I found the #EDSAwarenessMonth Blog Challenge by Kali at  This Spoonie Speaks. I have decided to participate but please bare with me as I catch up… To begin I will answer the first six questions but if any of you fellow Zebras want to participate in the challenge, I have listed the questions at the end of this post.

my name


1.Introduce yourself and explain what type of EDS you have.

I am Morgan, quarter of a century old in my second year studying BA (Hons) Business and Management at Oxford Brookes.  From my knowledge there are 13 types of recognised EDS, but I have the most common type which is type III known as hEDS. I was diagnosed with EDS at 23 years old by a rheumatologist but I had showed signs from an early age.

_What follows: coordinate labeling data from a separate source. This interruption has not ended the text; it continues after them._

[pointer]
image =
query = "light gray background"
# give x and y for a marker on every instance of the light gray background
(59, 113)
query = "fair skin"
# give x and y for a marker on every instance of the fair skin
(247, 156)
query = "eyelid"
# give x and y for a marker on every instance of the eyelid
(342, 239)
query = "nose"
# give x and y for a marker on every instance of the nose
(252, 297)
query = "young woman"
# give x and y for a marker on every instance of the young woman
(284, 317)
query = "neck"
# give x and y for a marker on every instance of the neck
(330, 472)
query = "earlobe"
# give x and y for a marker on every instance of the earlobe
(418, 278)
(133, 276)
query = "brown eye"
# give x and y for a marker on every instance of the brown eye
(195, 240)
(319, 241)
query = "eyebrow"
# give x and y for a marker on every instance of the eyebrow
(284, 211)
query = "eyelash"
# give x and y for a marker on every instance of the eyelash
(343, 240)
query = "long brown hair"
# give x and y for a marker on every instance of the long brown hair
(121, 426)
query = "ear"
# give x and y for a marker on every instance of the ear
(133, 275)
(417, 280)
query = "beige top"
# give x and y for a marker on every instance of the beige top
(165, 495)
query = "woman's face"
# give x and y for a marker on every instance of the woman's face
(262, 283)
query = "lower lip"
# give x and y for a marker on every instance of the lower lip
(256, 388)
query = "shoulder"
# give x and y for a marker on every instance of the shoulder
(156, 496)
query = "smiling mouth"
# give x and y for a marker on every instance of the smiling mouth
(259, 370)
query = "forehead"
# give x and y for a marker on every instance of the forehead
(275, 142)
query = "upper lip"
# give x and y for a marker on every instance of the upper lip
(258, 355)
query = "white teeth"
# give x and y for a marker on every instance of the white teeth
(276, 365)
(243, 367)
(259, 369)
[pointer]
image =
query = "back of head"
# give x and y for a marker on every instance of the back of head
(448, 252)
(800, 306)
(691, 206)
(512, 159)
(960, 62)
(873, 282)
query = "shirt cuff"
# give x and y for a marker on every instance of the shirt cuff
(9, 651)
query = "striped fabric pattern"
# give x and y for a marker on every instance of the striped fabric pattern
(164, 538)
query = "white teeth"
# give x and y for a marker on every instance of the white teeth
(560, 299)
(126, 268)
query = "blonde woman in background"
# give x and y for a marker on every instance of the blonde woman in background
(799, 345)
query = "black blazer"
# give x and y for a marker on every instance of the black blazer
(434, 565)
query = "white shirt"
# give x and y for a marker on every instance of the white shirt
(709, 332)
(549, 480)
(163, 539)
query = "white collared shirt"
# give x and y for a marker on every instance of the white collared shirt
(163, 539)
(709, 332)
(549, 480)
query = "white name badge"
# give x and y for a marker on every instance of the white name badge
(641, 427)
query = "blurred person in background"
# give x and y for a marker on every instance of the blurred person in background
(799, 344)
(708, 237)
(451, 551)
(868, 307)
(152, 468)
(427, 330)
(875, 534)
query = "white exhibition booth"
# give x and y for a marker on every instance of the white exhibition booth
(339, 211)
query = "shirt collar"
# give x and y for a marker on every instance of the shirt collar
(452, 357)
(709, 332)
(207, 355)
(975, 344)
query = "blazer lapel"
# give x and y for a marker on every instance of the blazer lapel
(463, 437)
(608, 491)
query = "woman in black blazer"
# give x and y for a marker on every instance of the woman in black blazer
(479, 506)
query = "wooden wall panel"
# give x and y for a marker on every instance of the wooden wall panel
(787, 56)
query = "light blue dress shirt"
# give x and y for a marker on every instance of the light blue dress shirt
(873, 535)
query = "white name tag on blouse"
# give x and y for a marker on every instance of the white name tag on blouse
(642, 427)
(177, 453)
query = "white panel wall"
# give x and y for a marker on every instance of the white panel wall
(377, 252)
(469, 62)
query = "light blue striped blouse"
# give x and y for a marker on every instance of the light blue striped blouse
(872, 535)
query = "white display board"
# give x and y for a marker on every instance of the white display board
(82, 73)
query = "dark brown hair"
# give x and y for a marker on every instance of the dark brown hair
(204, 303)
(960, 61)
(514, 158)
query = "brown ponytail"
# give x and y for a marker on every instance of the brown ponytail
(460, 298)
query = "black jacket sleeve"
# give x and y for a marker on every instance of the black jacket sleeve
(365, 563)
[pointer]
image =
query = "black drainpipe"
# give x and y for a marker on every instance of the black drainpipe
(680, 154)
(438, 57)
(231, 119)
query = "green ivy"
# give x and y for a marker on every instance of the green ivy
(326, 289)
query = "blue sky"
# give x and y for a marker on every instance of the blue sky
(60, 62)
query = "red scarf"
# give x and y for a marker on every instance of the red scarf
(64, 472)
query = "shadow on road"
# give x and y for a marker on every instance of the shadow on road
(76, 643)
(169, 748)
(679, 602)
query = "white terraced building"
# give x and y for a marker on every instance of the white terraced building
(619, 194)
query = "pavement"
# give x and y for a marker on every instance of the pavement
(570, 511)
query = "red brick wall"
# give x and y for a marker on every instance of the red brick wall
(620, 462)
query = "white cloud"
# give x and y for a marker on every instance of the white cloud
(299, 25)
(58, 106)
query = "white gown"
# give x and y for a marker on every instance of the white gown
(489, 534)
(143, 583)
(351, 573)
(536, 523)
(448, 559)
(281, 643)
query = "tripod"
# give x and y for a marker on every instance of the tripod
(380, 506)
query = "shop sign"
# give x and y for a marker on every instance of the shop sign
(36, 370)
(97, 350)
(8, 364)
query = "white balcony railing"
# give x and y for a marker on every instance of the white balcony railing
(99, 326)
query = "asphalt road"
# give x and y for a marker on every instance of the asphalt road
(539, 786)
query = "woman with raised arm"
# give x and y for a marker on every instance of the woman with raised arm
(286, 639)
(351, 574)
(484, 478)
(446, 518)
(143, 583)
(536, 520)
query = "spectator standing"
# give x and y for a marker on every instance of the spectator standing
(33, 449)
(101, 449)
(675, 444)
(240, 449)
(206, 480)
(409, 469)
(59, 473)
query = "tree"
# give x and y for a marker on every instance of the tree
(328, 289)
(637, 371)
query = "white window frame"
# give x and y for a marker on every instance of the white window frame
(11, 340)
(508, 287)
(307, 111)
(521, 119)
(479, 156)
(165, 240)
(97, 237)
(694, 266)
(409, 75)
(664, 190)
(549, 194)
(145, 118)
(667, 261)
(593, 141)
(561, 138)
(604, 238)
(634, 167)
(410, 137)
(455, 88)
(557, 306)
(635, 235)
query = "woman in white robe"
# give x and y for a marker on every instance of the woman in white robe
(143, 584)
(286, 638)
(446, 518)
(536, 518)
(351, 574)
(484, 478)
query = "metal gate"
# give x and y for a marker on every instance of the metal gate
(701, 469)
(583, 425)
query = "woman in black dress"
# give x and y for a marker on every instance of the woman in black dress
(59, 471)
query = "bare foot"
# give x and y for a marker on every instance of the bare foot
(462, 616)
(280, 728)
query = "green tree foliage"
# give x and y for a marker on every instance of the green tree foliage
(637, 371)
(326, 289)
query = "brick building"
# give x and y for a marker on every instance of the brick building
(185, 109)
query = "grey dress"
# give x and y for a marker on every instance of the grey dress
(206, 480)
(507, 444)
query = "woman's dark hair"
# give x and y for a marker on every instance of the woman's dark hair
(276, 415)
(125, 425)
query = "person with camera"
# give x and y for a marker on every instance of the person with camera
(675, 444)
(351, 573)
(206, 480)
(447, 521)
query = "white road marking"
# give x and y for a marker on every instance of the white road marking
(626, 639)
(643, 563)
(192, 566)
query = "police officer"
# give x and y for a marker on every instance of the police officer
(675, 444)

One of reasons why I was not diagnosed earlier is because hEDS does not have a specific blood tests and symptoms can vary between patients.  However, there are more stringent guidelines for diagnosing EDS now, known as the Beighton Score.

You don’t need to wait to see a doctor to see if you can do the 9 tasks you will be asked to perform when seeking an official diagnosis.  I don’t remember my Beighton score but I remember it being relatively high with more flexibility in my upper body ( you don’t need to be able to pass all 9). My lower body has become more flexible over the last two years.However, a common misconception is your only symptom is hEds is hyper-mobility.  My other main symptoms of EDS are joint pain,  bladder and bowl pain, chronic fatigue, bruising, problems absorbing vitamins and severe photo sensitivity.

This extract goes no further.